In silico and in vitro studies confirm Ondansetron as a novel acetylcholinesterase and butyrylcholinesterase inhibitor

Alzheimer's disease (AD) is a progressive neurodegenerative disorder that is growing rapidly among the elderly population around the world. Studies show that a lack of acetylcholine and butyrylcholine due to the overexpression of enzymes Acetylcholinesterase (AChE) and Butyrylcholinesterase (BChE) may lead to reduced communication between neuron cells. As a result, seeking novel inhibitors targeting these enzymes might be vital for the future treatment of AD. Ondansetron is used to prevent nausea and vomiting caused by chemotherapy or radiation treatments and is herein shown to be a potent inhibitor of cholinesterase. Comparison is made between Ondansetron and FDA-approved cholinesterase inhibitors Rivastigmine and Tacrine. Molecular docking demonstrates that interactions between the studied ligand and aromatic residues in the peripheral region of the active site are important in binding. Molecular dynamics simulations and binding pose metadynamics show that Ondansetron is highly potent against both enzymes and far better than Rivastigmine. Inhibitor activities evaluated by in vitro studies confirm that the drug inhibits AChE and BChE by non-competitive and mixed inhibition, respectively, with IC50 values 33 mu M (AChE) and 2.5 mu M (BChE). Based on the findings, we propose that Ondansetron may have therapeutic applications in inhibiting cholinesterase, especially for BChE.

Automated summary

Alzheimer's disease is a progressive neurodegenerative disorder that affects the elderly population worldwide.
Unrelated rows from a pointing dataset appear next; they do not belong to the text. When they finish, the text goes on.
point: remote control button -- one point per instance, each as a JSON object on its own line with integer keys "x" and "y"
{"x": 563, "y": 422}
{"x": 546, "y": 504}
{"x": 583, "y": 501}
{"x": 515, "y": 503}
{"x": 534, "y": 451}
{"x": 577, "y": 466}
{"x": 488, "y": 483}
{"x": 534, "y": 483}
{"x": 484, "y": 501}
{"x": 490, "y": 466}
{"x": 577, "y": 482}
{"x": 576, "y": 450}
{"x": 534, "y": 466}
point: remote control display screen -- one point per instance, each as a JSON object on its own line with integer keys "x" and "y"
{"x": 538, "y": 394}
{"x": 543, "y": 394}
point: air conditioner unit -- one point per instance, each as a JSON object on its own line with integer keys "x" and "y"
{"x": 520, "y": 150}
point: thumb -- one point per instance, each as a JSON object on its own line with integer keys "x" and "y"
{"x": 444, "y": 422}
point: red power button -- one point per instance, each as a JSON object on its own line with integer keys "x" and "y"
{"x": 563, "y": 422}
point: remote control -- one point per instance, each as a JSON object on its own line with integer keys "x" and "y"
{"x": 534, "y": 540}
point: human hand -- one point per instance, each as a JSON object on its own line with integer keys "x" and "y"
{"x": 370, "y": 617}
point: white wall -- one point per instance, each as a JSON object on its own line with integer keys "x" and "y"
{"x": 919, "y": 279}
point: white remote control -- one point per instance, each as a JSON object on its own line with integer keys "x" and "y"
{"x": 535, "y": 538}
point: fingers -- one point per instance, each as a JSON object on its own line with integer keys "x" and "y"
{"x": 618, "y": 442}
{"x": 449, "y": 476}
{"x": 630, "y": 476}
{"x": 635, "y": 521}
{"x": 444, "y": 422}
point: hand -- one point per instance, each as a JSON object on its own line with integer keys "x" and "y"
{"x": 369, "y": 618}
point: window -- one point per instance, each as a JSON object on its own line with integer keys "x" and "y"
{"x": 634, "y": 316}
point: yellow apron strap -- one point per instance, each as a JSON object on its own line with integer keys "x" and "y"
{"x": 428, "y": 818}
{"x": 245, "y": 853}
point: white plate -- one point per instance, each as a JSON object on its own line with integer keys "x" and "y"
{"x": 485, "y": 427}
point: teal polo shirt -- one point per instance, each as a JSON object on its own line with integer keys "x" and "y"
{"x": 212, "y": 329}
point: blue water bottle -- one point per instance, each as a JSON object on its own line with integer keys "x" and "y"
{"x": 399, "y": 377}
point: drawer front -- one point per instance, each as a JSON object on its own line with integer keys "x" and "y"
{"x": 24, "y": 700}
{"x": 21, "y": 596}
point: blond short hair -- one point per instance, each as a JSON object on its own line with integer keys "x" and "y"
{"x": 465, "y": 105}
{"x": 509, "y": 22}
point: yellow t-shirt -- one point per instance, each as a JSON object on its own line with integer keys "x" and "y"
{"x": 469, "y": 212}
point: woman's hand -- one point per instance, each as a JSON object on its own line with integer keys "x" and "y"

Deficiency of acetylcholine and butyrylcholine due to the overexpression of AChE and BChE enzymes can lead to impaired neuron communication. In this study, Ondansetron, a drug used for preventing chemotherapy-induced nausea and vomiting, is found to be a potent inhibitor of cholinesterase enzymes. Molecular docking and dynamics simulations demonstrate its higher efficacy compared to Rivastigmine and Tacrine. In vitro studies confirm its inhibitory activity on AChE and BChE, making it a potential therapeutic option for AD treatment.